La gente se quedó en silencio. La cajera dudó, pero accedió. Cuando el mendigo abrió la mochila, el sonido del dinero cayendo sobre el mostrador rompió la calma. Billetes y más billetes. Nadie lo podía creer.
—¿De dónde sacaste todo eso? —preguntó el guardia, desconfiado.
El mendigo respiró profundo.
—Mi madre me lo dejó. Me dijo que si algún día desaparecía, viniera aquí… porque este banco le falló.

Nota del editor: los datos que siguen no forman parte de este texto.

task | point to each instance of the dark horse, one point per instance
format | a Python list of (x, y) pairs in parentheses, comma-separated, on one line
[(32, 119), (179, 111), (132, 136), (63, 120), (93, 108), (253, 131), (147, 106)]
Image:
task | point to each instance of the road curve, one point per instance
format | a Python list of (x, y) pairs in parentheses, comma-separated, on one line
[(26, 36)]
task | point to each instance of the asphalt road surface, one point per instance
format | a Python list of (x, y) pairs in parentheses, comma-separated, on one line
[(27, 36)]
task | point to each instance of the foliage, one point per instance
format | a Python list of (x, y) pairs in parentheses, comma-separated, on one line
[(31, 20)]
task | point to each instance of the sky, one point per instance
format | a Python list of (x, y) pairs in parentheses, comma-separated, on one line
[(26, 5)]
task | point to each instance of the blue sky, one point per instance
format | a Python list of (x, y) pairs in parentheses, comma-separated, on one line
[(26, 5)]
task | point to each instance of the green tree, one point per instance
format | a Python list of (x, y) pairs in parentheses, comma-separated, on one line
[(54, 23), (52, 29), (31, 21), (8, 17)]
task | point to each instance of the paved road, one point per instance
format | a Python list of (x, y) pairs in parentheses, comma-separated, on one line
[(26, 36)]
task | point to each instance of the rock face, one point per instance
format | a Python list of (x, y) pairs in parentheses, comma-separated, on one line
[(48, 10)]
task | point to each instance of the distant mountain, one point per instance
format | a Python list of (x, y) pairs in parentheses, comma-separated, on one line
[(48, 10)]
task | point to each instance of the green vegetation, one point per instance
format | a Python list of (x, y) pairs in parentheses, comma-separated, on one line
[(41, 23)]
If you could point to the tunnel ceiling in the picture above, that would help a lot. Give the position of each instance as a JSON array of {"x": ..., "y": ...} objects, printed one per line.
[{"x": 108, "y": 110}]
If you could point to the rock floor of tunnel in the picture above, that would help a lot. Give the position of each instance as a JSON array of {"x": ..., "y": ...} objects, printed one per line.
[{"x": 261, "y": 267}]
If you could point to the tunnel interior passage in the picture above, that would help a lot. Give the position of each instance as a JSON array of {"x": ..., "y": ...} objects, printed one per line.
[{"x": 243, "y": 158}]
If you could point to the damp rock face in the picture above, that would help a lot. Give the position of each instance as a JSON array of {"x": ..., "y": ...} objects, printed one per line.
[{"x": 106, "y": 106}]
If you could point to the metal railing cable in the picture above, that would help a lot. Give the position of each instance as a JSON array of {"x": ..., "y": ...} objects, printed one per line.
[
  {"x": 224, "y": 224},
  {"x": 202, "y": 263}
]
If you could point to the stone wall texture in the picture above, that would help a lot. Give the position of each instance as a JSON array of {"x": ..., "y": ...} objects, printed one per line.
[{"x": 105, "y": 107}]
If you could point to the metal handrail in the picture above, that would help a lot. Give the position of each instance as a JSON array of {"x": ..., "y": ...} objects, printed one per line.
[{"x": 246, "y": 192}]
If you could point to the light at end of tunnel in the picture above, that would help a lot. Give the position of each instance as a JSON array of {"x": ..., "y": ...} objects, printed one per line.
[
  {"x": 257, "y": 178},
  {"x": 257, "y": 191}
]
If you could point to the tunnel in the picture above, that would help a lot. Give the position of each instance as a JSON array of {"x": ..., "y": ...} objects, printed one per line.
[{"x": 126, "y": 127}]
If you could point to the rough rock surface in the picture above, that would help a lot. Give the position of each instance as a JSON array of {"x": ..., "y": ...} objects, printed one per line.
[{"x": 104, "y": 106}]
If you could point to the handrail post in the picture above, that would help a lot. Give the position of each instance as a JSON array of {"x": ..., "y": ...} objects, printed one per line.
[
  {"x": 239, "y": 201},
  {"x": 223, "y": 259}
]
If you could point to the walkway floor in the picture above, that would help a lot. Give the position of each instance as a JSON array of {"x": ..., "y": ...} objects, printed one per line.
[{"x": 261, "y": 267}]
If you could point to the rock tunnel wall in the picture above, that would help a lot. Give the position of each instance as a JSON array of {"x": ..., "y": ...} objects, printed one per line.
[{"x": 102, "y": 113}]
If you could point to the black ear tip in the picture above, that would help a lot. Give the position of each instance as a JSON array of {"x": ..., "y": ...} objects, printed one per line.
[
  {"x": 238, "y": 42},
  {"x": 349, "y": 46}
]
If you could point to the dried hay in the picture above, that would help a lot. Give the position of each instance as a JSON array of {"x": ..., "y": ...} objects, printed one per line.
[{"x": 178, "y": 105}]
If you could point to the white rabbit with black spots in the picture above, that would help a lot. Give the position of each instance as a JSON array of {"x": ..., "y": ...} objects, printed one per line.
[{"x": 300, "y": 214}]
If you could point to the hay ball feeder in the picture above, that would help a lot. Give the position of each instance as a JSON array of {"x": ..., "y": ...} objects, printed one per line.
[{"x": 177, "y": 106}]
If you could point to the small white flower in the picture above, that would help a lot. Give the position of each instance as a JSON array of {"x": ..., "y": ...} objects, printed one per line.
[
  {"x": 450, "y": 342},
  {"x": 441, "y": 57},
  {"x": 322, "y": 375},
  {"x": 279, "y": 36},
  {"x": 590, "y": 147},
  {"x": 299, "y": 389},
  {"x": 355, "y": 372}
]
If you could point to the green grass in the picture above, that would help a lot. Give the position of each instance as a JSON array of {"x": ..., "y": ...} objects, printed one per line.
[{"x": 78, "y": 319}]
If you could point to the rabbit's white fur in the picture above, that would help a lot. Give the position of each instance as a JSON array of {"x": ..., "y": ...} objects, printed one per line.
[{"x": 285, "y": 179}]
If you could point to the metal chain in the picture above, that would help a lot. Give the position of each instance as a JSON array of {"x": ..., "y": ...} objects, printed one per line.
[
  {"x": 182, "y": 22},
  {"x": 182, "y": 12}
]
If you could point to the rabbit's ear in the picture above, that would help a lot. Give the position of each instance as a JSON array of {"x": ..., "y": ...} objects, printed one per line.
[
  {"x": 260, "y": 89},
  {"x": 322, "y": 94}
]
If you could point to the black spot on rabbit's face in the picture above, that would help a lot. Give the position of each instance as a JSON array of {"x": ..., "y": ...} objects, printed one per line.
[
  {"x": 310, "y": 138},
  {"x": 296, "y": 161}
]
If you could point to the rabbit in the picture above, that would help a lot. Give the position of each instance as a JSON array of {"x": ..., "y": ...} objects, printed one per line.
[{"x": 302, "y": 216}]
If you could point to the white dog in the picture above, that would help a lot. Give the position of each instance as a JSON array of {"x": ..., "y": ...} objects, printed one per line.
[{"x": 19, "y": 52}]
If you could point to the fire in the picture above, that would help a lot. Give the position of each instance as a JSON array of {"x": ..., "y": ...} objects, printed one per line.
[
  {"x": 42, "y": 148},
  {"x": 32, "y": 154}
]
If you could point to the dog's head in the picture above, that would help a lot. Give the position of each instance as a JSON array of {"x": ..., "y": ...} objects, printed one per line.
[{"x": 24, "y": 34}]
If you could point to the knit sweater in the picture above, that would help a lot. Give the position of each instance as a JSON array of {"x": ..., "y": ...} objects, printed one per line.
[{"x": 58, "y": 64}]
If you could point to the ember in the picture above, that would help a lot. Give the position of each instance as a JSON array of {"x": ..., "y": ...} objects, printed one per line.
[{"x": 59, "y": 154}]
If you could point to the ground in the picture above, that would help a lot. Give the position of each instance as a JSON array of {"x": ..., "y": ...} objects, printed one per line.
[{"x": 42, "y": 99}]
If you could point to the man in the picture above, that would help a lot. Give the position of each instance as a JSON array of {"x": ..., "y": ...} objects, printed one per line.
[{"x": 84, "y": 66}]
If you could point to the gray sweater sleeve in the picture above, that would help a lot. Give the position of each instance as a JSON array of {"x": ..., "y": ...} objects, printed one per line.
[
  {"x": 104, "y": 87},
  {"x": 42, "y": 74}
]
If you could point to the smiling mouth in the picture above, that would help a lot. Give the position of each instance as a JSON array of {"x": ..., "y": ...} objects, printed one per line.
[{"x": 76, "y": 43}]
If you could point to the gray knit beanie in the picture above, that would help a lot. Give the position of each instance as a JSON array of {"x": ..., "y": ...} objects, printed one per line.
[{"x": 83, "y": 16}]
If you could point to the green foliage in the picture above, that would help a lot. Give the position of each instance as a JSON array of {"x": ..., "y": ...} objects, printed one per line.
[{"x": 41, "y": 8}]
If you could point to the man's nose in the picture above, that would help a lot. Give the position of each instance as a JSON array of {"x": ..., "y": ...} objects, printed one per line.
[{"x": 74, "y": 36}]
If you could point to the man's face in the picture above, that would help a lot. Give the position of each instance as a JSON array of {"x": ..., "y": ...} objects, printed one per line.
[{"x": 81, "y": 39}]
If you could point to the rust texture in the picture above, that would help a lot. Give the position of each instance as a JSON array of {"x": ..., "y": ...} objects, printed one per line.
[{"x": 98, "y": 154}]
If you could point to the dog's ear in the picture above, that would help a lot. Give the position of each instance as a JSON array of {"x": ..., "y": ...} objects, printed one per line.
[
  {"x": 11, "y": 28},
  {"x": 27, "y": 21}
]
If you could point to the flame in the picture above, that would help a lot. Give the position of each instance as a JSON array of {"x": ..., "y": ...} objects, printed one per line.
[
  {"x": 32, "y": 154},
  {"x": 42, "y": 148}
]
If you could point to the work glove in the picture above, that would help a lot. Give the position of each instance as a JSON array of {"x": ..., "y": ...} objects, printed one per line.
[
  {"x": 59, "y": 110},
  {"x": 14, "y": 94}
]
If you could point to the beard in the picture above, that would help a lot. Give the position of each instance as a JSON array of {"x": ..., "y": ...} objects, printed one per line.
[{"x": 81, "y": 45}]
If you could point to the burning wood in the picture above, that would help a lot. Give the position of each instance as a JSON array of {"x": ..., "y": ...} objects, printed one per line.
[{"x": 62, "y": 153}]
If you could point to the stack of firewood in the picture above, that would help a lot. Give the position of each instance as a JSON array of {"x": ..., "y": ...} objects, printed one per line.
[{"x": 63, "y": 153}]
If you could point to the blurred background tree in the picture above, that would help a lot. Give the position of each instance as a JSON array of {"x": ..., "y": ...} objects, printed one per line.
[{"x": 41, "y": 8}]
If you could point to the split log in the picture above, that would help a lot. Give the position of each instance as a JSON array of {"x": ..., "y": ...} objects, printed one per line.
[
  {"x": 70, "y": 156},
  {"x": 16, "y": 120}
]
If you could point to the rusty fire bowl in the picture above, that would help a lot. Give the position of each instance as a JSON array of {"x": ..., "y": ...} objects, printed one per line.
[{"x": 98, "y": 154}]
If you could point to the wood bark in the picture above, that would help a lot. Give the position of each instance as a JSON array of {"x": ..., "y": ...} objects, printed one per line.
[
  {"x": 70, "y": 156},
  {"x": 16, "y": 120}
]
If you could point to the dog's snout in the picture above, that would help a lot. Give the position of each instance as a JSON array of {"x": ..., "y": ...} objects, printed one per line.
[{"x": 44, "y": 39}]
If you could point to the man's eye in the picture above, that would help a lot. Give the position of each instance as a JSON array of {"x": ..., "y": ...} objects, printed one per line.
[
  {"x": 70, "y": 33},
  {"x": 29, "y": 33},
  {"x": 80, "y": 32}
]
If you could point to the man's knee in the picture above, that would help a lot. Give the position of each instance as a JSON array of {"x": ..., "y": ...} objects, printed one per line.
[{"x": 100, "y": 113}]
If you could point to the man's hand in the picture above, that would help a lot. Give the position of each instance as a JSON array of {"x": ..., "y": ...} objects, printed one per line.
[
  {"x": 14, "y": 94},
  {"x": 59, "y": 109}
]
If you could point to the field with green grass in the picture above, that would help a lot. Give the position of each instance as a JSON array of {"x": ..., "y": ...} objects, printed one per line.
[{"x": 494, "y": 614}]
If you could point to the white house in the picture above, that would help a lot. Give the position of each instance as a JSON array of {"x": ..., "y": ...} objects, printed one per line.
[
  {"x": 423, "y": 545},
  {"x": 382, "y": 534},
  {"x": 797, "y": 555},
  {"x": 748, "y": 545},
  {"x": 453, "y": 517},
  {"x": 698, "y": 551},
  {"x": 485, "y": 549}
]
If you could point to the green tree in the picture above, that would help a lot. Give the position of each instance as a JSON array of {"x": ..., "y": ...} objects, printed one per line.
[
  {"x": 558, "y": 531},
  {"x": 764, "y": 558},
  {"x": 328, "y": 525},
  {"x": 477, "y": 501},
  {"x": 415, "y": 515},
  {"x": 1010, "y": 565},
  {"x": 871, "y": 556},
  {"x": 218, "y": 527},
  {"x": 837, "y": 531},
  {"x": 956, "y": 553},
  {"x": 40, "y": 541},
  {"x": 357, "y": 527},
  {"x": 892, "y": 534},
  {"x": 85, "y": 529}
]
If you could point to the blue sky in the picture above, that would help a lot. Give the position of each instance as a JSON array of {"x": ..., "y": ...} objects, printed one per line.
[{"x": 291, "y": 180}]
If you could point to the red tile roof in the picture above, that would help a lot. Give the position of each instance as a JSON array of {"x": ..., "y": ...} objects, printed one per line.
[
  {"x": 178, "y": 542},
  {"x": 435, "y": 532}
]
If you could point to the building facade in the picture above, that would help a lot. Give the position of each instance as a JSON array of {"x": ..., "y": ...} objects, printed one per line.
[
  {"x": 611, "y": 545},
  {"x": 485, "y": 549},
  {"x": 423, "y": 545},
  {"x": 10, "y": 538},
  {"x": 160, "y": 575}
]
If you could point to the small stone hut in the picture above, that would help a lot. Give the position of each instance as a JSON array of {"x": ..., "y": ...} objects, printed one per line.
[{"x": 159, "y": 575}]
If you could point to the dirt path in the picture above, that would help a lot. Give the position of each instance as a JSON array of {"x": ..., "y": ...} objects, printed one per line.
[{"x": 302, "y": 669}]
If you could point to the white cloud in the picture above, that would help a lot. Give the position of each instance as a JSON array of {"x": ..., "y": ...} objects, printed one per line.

La tensión creció. La cajera revisó el sistema, y su expresión cambió.
—Este nombre… —susurró— tu madre tenía una cuenta bloqueada injustamente hace años.
El mendigo asintió.
—Hoy no vine como mendigo… vine a recuperar lo que era nuestro.
El banco entero quedó en silencio. Por primera vez, todos lo miraron diferente.